Background: Ovarian cancer is most lethal among all gynecologic malignancies. Paclitaxel (PTX) is
well used chemotherapeutic regimen for cancer control; however its undesired toxicity has been a matter of
concern for clinicians. Here, we used the graphene oxide coated nanotised apigenin (GO-NA) to enhance the
efficacy of paclitaxel.
Objective: The combined use of paclitaxel (PTX) and nanotised apigenin (NA) may reduce the PTX dose and
increase the efficacy.
Methods: GO and GO-Apigenin was prepared by modified Hummers method and the nanoparticles were
characterized by dynamic light scattering and transmission electron microscopy.
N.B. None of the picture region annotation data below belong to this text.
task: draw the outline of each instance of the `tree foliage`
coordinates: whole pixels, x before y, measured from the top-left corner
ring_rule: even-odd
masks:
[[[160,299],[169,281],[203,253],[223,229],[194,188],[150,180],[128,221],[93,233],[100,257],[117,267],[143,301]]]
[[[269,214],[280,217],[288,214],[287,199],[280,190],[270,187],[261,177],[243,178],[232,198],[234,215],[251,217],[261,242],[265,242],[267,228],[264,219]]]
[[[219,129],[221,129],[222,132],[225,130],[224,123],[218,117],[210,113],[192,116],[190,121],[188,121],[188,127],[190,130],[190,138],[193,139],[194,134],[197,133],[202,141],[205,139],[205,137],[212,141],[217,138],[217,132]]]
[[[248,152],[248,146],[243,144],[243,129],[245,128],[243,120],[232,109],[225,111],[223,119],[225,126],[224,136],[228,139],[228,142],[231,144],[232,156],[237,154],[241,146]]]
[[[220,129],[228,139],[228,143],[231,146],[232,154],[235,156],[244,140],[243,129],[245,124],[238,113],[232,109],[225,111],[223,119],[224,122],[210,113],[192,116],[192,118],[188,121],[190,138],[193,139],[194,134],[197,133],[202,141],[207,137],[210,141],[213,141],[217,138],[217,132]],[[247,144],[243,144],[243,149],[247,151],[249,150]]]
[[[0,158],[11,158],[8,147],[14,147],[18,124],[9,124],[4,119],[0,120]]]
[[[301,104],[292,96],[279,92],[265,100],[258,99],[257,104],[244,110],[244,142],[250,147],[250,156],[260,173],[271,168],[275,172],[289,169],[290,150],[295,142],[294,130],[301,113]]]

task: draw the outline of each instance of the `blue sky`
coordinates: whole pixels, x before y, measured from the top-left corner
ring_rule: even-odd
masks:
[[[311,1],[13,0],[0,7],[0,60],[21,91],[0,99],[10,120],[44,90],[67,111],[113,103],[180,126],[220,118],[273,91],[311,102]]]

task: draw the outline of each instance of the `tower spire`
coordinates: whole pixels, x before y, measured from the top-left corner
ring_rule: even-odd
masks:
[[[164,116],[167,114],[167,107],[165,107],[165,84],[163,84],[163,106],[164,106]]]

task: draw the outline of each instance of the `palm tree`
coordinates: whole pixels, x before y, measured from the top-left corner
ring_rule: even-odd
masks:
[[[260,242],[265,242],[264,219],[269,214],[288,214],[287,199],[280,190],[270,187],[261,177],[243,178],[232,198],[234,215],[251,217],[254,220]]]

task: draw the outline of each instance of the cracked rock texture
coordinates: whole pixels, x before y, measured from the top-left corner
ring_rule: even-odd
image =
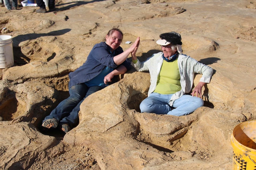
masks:
[[[0,69],[0,170],[232,169],[233,129],[256,119],[256,1],[56,3],[44,14],[0,8],[0,35],[12,36],[15,61]],[[160,51],[159,34],[180,33],[183,53],[214,70],[204,106],[180,117],[140,113],[150,76],[132,69],[84,100],[67,134],[42,131],[68,96],[69,73],[113,27],[124,33],[124,50],[140,37],[142,61]]]

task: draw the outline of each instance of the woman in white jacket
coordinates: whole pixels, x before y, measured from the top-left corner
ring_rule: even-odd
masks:
[[[162,52],[142,62],[136,56],[137,50],[132,53],[132,65],[137,71],[149,70],[150,74],[148,97],[140,103],[140,111],[177,116],[188,114],[203,106],[202,88],[210,82],[213,70],[182,54],[179,34],[172,32],[160,37],[157,43],[161,46]],[[195,73],[203,76],[191,95],[186,95],[191,91]]]

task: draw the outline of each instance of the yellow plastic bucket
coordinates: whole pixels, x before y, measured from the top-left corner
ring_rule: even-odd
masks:
[[[233,170],[256,170],[256,120],[236,125],[231,135]]]

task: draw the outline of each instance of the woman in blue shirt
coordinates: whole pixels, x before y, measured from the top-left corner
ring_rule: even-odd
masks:
[[[123,37],[120,30],[113,28],[106,35],[105,42],[94,45],[86,62],[69,75],[70,96],[45,118],[43,127],[48,129],[59,127],[67,133],[77,125],[80,105],[84,99],[103,89],[108,82],[115,82],[114,76],[130,69],[131,63],[127,58],[137,50],[140,38],[124,51],[119,46]]]

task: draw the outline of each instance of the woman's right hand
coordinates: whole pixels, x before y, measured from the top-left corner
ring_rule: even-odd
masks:
[[[130,51],[130,53],[133,52],[135,51],[135,54],[136,54],[136,51],[137,51],[137,50],[138,49],[138,48],[139,47],[139,45],[140,45],[140,37],[138,37],[137,38],[134,43],[129,48],[129,49]]]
SKOV-3 cells were treated by
DMSO, Group I (Control)-McCoy's 5A Medium, Group II-Paclitaxel (5nM), Group III- Nanotised Apigenin
(GO-NA-10µM), Group IV- Paclitaxel (5nM) + GO-NA (10µM). Cell viability and IC-50 value were determined
by MTT assay, synergism by Compusyn software, ROS by DCFH-DA assay, SOD activity by kit and
MMP were examined by JC-1 and mitotracker/DAPI staining, cell cycle by flow cytometry, mRNA and protein
level by Real Time-PCR and Western blot respectively
Results: Results showed that GO-NA-PTX enhanced the anti-proliferative effect in synergistic manner as
compare to GO-NA and PTX alone. GO-NA-PTX significantly suppressed the SOD activity, promotes the
ROS accumulation, mitochondrial depolarization, DNA integrity and cell cycle arrest collectively accord the
apoptosis. Results of immunocytochemistry, RT-PCR and western blot showed up-regulation of caspase-3, Bax,
and down-regulation of Bcl-2.
Conclusion: The combination of PTX with GO-NA produces synergistic effects in SKOV-3 cells via the
modulation of pro and anti-apoptotic gene and may reduce side effects of PTX.